Questo dimostra quanto Tony sia in sintonia e impegnato con il suo mestiere. Ciò è rafforzato maggiormente dal punto di vista di Tony su come il teatro può influenzare società:

“Se hai un paese che ha successo nelle arti e nella cultura, spesso ha successo in tante altre aree.

“Significa che stiamo lavorando brillantemente insieme come società.

“Avere diverse aree di interesse ed espandere la tua mente e il tuo pensiero per renderci tutti più intelligenti.

"Penso che sia davvero una cosa utile."

Il potere del teatro è un attributo che è rilevante in tutto L'oriente è l'oriente, che Tony spera che il pubblico vedrà.

Con un approccio così appagante alla recitazione, non c'è dubbio che Tony dia nuova vita a George Khan.

Un gioco pieno di promesse

L'Est è l'Est è stato un grande successo sia dentro che fuori dallo schermo, sorprendendo il pubblico con performance iconiche.

Con una storia così familiare e nota, il compito più difficile di questa produzione è stato renderla unica.

Tuttavia, Iqbal riesce a farlo con il cast impeccabile e la passione che portano sul palco.
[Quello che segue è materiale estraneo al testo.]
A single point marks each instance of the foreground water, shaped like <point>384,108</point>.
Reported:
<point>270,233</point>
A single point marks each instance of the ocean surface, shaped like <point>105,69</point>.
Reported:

Questo è certo con persone come Tony Jayawardena e Sophie Stanton che forniscono i propri colpi di scena a personaggi così famosi.

I fan possono anche assistere agli stili drammatici di Amy Leigh Hickman, Noah Manzoor e Gurjeet Singh. Inoltre, le grandi scenografie, la musica coinvolgente e l'atmosfera gioiosa continueranno a lasciare i fan a bocca aperta.

Sia le nuove che le vecchie generazioni possono provare un senso di attaccamento alle scene meravigliose e ai dialoghi divertenti.

Dimostrare i veri problemi che si verificano nella cultura dell'Asia meridionale con infusioni comiche è una ricetta per il trionfo.

L'Est è l'Est continuerà sicuramente la sua eredità sempreverde con una produzione così incredibile. Scopri di più sullo spettacolo teatrale e prenota i tuoi biglietti qui.

Balraj è un vivace laureato in scrittura creativa. Ama le discussioni aperte e le sue passioni sono il fitness, la musica, la moda e la poesia. Una delle sue citazioni preferite è "Un giorno o un giorno. Tu decidi."

Immagini per gentile concessione di Birmingham Repertory Theatre, Helen Maybanks, The Telegraph e Royal Court Theatre.